Quanto à diversidade, para o JAMA não se trata de diversidade de opiniões (que se lixe a ideia de aparecerem nas páginas do JAMA sobre estes assuntos, o único significado que a diversidade deve ter neste contexto!), mas diversidade de raça e orientação sexual de editores e autores. Dê finalmente a chance aos cientistas sadomasoquistas e fetichistas dos pés! Por muito tempo permaneceram nas sombras.
O editor-chefe não é nada senão ambicioso. Ela disse em um editorial de 2022 na época de sua nomeação: “O JAMA tem a responsabilidade social de melhorar a equidade e a condição humana total”. Caramba! Para a JAMA, não basta curar ou prevenir as doenças; a felicidade e a justiça universais devem ser o seu objetivo. Esta grandiosidade faz com que personagens como Lenin e Stalin pareçam quase modestos em suas ambições. Stalin, pelo menos, almejava apenas o socialismo em um país, pelo menos enquanto não o conseguisse impor a outros.
As gerações futuras, se as houver, se perguntarão como um conjunto de ideias tão obviamente de mau gosto poderia ter tomado conta das mentes de pessoas altamente inteligentes em tão pouco tempo.
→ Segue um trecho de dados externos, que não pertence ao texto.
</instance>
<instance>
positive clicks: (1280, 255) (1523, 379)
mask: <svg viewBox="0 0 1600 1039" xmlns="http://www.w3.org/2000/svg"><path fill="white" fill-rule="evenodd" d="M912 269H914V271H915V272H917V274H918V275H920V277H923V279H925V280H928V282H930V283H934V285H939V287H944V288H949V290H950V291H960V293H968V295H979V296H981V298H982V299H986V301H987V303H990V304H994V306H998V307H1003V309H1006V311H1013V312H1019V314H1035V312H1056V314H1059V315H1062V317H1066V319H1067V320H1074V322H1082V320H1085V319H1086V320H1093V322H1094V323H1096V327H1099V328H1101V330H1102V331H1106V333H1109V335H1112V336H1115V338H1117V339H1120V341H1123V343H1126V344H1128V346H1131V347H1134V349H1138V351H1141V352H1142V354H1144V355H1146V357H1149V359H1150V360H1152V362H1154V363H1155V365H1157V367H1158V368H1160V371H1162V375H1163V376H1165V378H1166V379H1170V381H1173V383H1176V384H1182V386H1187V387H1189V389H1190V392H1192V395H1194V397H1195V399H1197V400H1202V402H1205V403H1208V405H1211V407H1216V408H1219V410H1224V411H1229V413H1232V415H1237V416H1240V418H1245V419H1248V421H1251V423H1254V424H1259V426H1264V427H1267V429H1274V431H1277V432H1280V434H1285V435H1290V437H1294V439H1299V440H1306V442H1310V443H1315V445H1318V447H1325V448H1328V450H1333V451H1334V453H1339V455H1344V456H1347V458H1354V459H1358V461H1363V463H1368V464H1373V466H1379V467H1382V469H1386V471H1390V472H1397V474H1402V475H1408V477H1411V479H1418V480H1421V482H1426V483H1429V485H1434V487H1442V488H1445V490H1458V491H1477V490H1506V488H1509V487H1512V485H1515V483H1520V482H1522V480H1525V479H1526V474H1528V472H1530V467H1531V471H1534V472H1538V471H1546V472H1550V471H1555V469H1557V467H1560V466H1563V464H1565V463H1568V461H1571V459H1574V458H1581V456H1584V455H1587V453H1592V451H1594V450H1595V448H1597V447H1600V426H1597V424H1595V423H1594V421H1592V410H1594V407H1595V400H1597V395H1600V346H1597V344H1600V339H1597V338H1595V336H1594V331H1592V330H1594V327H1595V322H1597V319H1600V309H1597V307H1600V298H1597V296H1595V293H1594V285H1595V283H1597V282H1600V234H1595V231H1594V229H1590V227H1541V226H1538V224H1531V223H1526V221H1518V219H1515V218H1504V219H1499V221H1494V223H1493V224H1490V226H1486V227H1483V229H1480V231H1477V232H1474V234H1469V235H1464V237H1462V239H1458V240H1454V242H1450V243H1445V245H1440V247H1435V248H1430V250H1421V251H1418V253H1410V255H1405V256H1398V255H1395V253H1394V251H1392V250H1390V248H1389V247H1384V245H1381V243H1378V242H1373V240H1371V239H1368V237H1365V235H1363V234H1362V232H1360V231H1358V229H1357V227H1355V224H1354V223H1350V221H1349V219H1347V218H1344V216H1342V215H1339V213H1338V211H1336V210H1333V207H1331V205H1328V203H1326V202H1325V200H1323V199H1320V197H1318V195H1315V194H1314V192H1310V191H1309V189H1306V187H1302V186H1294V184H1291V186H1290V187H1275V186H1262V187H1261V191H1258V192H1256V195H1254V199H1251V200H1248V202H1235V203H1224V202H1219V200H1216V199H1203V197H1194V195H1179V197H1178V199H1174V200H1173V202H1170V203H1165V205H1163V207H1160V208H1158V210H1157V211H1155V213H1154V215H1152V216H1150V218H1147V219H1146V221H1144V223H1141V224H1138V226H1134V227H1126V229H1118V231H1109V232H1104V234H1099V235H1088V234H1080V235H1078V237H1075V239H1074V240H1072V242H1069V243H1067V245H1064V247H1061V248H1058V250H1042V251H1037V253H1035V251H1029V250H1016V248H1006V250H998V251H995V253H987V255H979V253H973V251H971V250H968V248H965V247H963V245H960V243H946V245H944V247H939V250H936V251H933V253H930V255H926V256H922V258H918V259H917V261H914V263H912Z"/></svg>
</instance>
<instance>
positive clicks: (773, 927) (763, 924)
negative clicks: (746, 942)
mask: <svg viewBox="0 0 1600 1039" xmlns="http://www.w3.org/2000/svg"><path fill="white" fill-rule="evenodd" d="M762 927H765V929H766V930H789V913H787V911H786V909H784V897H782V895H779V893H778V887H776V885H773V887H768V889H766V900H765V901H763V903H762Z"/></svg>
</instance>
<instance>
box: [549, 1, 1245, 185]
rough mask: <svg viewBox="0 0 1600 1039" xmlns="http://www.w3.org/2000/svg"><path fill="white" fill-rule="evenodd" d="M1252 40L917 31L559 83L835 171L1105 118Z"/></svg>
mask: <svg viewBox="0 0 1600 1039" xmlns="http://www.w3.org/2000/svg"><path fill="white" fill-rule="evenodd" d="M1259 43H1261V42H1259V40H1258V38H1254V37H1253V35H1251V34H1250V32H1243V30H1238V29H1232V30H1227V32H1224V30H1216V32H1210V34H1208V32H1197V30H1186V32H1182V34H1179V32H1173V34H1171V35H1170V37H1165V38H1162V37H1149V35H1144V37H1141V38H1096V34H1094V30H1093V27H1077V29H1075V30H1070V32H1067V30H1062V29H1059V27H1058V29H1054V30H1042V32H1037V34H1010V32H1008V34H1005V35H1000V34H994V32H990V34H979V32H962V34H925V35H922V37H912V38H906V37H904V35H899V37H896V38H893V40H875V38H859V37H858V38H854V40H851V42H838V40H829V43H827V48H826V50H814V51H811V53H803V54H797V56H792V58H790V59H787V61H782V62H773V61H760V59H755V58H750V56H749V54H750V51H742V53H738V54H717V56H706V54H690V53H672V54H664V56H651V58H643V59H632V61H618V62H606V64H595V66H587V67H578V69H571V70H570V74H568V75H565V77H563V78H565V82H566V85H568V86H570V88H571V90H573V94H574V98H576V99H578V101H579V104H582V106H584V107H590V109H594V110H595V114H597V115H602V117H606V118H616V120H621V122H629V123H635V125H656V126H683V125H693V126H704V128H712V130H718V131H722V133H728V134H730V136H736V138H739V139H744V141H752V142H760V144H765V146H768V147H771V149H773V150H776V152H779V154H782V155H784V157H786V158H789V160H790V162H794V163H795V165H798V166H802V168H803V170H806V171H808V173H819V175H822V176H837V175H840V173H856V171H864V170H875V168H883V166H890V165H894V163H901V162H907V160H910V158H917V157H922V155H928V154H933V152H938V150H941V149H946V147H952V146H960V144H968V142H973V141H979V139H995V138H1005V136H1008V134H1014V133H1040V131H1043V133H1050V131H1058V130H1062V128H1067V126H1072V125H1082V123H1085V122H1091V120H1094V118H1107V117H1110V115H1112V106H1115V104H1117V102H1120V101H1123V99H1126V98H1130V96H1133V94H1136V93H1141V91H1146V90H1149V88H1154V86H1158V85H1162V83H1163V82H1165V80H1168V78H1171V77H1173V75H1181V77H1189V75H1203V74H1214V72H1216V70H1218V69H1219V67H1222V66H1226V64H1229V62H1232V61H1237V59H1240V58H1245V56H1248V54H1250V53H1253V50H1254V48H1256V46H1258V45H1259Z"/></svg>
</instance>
Qualquer estudante de história alemã terá se perguntado algo semelhante, como a nação mais avançada tecnicamente do mundo, com uma cultura imensa, poderia ter se rendido em tão pouco tempo e tão completamente às ideias de (na melhor das hipóteses) demagogos semieducados de bar. A rendição não foi apenas entre ignorantes: a parcela nazista do voto foi maior entre os estudantes universitários do que entre a população em geral. Mais da metade dos participantes da Conferência de Wannsee, na qual a Solução Final foi decidida, tinha doutorado. Os acadêmicos nazistas estavam muito dispostos a assumir altos cargos nas universidades.
Estamos atualmente a assistir a um processo ligeiramente reminiscente em todo o mundo ocidental. Não há nada que se compare à brutalidade dos nazistas, o que é uma grande diferença, evidentemente. No entanto, é alarmante que uma forma de pensar esteja agora em comum entre os nazistas e o Journal of the American Medical Association. A história não se repete, já foi dito, mas rima.
Theodore Dalrymple é médico psiquiatra e escritor. Aproveitando a experiência de anos de trabalho em países como o Zimbábue e a Tanzânia, bem como na cidade de Birmingham, na Inglaterra, onde trabalhou como médico em uma prisão, Dalrymple escreve sobre cultura, arte, política, educação e medicina.